If right now you’re feeling the urge to say things like, “Are you like that because you were abused or something?”, “you’re using that word wrong” or “you just haven’t met the right person yet”, please follow the link earlier in the review: you’ll find your answers right there, and there are helpful headings in the essay itself to direct you at exactly what you want to know.
The Stepford Wives left me with a nasty squirmy feeling inside. It’s a famous story, so of course I knew the basics already, but somehow the matter-of-fact delivery just really unsettled me. Maybe what unsettled me most was following a couple of links and finding out that people take it quite literally, or the explanation of the male protagonist masturbating to the idea of killing his wife and replacing her with a robot. Ughh. Really the creepiest thing is that this feminist, decent-seeming guy… even he gives in to this idea.
The first thing to bother me, though, was Chuck Palahniuk’s introduction. Here’s a bit from it:
This is seems is progress: women may now choose to be pretty, stylishly dressed, and vapid. This is no longer the shrill, politically charged climate of 1972; if it’s a choice freely made, then it’s… okay.
Which, yes, Mr Palahniuk, it is. If it’s really a freely made choice, then I will support any woman’s decisions about her own body, her own life. It’s none of my business. Funnily enough, it seems like you still think women’s bodies are your business, that women’s careers must meet your standards.
Now, if you look at it from the angle that it’s incredibly difficult to make a free choice in this society, then I’d agree. It’s entirely true that there are still men like Ira Levin’s Dale Coba, still men who want women to be nothing more than dolls, and men who will force women to be nothing more than dolls. It’s true that just earlier this week someone was berating me in one of the Coursera forums and saying that women just can’t think scientifically, etc, and that the West is “feminised” and… There’s all kinds of stupid ideas still out there. That’s all true.
But even the pretty, stylishly dressed and vapid among us have inner lives, unlike Ira Levin’s Stepford women.
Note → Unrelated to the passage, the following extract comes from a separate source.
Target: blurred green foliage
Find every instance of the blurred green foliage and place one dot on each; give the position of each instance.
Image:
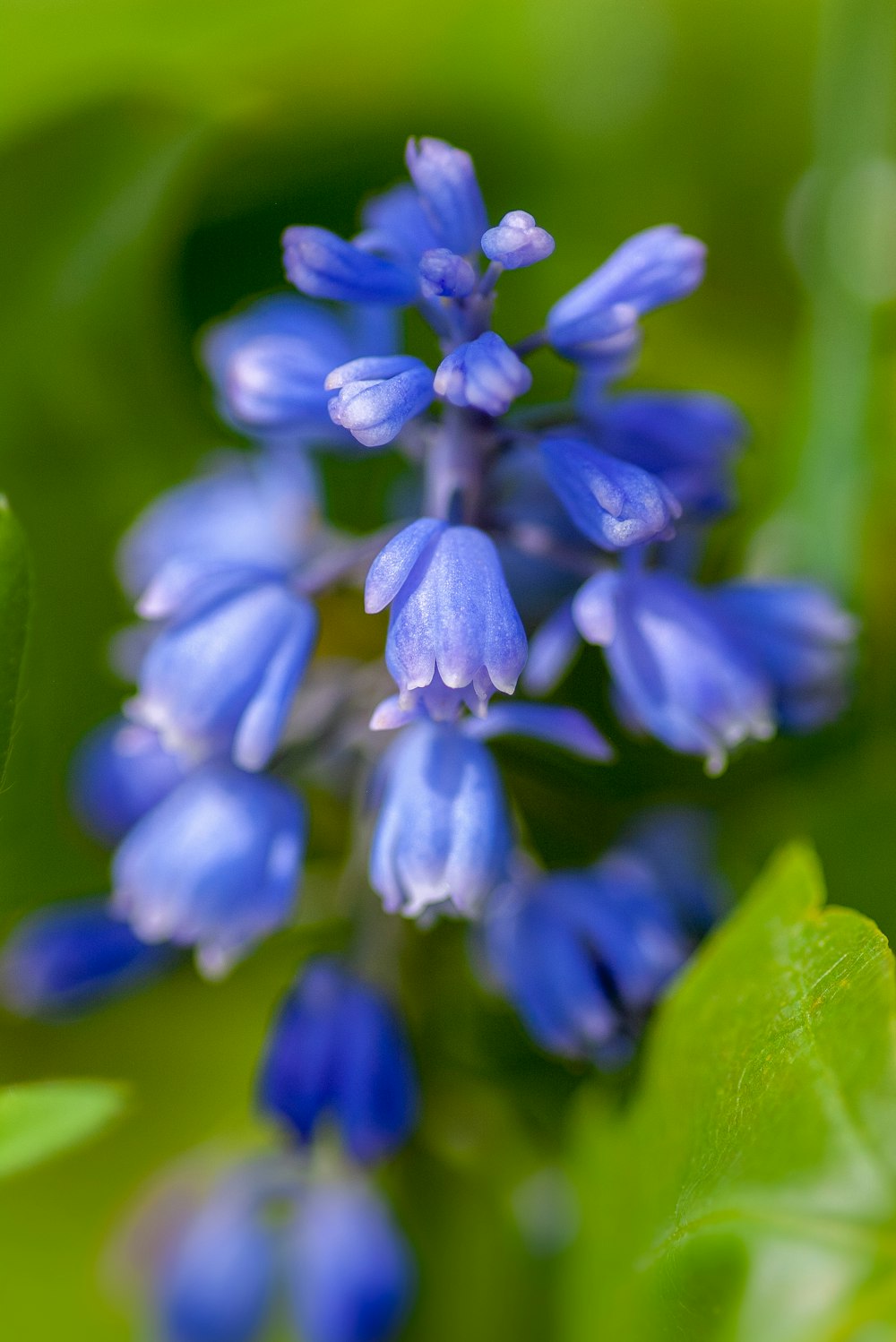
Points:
(151, 153)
Hyperbole and a Half: Unfortunate situations, flawed coping mechanisms, mayhem, and other things that happened, Allie Brosh
I’ve been a big fan of Hyperbole and a Half for a while, so I was thrilled to get this on Netgalley. It’s not about the art (although I have a certain fondness for that, too — it doesn’t look like much at first, maybe, but it can be damn expressive), but about the way Allie Brosh can shed light on a situation with a few illustrations and a paragraph or two. I particularly loved her posts about depression, because they cut through the bullshit and stated baldly what it’s like.
Like this, actually.
I can point to her posts and say, this. This is what it’s like. All your sunshine and positive thoughts just sounds like so much bullshit to me, too.
I think you can find most, if not all of the work in this book on the Hyperbole and a Half blog. And there’s a lot of other good stuff there (like alot), too. But this is really worth getting, just so you have it to look at and to remind you that you’re not the only one who is secretly shitty, or who doesn’t feel anything, or who once ate a whole cake to get back at their mother. Whatever your failing is. And somehow, it doesn’t sting so much, presented like this. It’s even pretty funny.
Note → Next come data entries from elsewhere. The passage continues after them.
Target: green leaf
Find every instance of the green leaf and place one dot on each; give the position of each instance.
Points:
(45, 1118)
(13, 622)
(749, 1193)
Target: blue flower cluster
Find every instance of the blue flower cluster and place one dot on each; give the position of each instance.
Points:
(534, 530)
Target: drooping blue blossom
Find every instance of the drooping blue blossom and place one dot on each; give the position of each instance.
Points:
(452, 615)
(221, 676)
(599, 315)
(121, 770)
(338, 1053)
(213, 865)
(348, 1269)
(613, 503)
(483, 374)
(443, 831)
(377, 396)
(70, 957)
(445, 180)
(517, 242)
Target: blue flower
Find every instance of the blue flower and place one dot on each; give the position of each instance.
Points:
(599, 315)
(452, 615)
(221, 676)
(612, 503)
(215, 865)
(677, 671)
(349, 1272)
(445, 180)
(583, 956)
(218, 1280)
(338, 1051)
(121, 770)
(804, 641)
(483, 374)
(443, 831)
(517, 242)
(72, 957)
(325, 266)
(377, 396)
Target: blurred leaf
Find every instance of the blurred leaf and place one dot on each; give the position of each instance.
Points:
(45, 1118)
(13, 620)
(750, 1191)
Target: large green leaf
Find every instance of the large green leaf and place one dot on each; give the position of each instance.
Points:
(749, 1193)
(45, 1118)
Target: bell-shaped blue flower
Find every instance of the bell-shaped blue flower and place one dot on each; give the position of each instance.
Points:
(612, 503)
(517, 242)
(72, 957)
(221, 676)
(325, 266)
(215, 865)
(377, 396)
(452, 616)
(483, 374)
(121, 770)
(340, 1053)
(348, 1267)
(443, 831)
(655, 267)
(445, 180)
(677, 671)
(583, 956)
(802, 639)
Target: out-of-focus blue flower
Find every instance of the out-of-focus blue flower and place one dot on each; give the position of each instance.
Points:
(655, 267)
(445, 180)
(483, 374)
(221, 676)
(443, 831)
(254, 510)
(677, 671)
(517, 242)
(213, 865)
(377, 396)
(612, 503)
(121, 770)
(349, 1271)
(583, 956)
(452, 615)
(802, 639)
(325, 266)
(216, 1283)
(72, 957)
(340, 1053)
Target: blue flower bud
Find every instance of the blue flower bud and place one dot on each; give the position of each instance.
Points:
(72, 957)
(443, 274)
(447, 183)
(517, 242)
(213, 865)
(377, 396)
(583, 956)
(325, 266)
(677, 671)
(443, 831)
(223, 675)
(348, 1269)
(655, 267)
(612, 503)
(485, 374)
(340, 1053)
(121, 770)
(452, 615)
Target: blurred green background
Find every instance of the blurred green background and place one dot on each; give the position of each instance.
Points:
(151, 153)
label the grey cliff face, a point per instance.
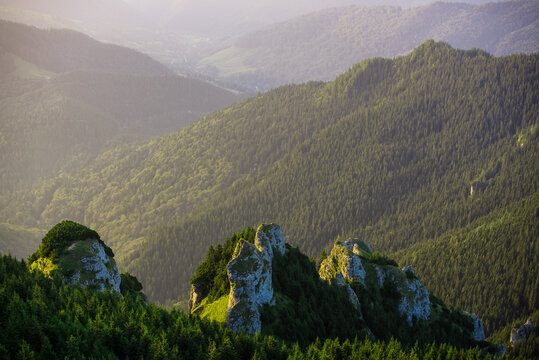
(97, 269)
(250, 276)
(195, 297)
(517, 335)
I’ve been planning to be fairly up front about all aspects of my identity here — yes, I’m sure that means that if some potential employers found my blog, that might be a mark against me. But I want to be a whole person, and not compartmentalise stuff where I can’t see it myself half the time. Which, hey, potential employers? That takes bravery, and self-knowledge. Just sayin’.
I started with a new counsellor today. Now, despite all I said above, this blog isn’t about my mental health issues, I promise. What is relevant, though, is that my new counsellor wrote out a book prescription for me. That sounds like a really weird concept, but I promise you, it’s a real thing. You can get more information about the scheme in Wales here. Basically, though, it means that counsellors all over Wales have a pool of books that they can recommend to their clients about various different disorders and emotional problems, and those books are easy to access because each branch of each library has at least one copy.
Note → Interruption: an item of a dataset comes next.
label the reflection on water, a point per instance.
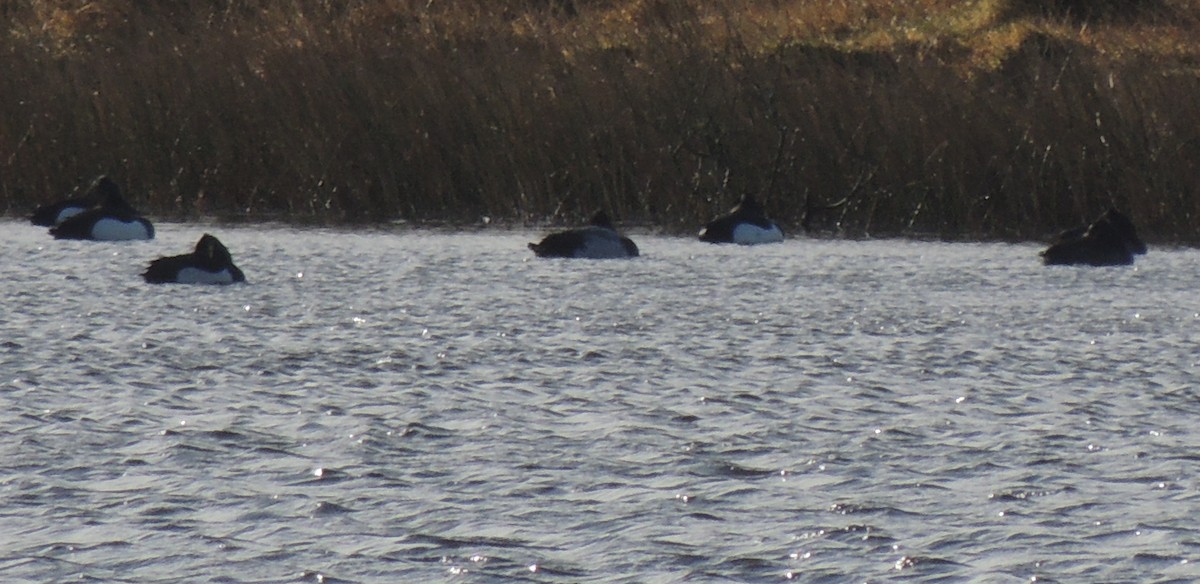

I’ll review the book I was given here in time — it’s Panic Attacks, by Christine Ingham — but I just wanted to say a word or two about the process, to begin with. I don’t know how helpful this is going to be for me in particular, but I think it’s a valuable service that might help people access books that teach coping mechanisms and show them, most of all, that they’re not alone.
So what happened was that my counsellor wrote out the “prescription” for me. It’s a pretty simple form, just stating your name and address and a code for the book (not the title of it). You then go to a local library and present that. In my case, I had to present it a couple of times while they figured out where in the library I was meant to go! But it’s not so bad, and they didn’t make any comments about the fact that I had a book prescription, or when they found the book for me, what book had been chosen for me. When you get a book out on this scheme, the person prescribing it will suggest a length of time you can have the book. In the Cardiff area, at least, it goes on your library card as one of your total, and you can return it to any branch, but you can’t renew it yourself.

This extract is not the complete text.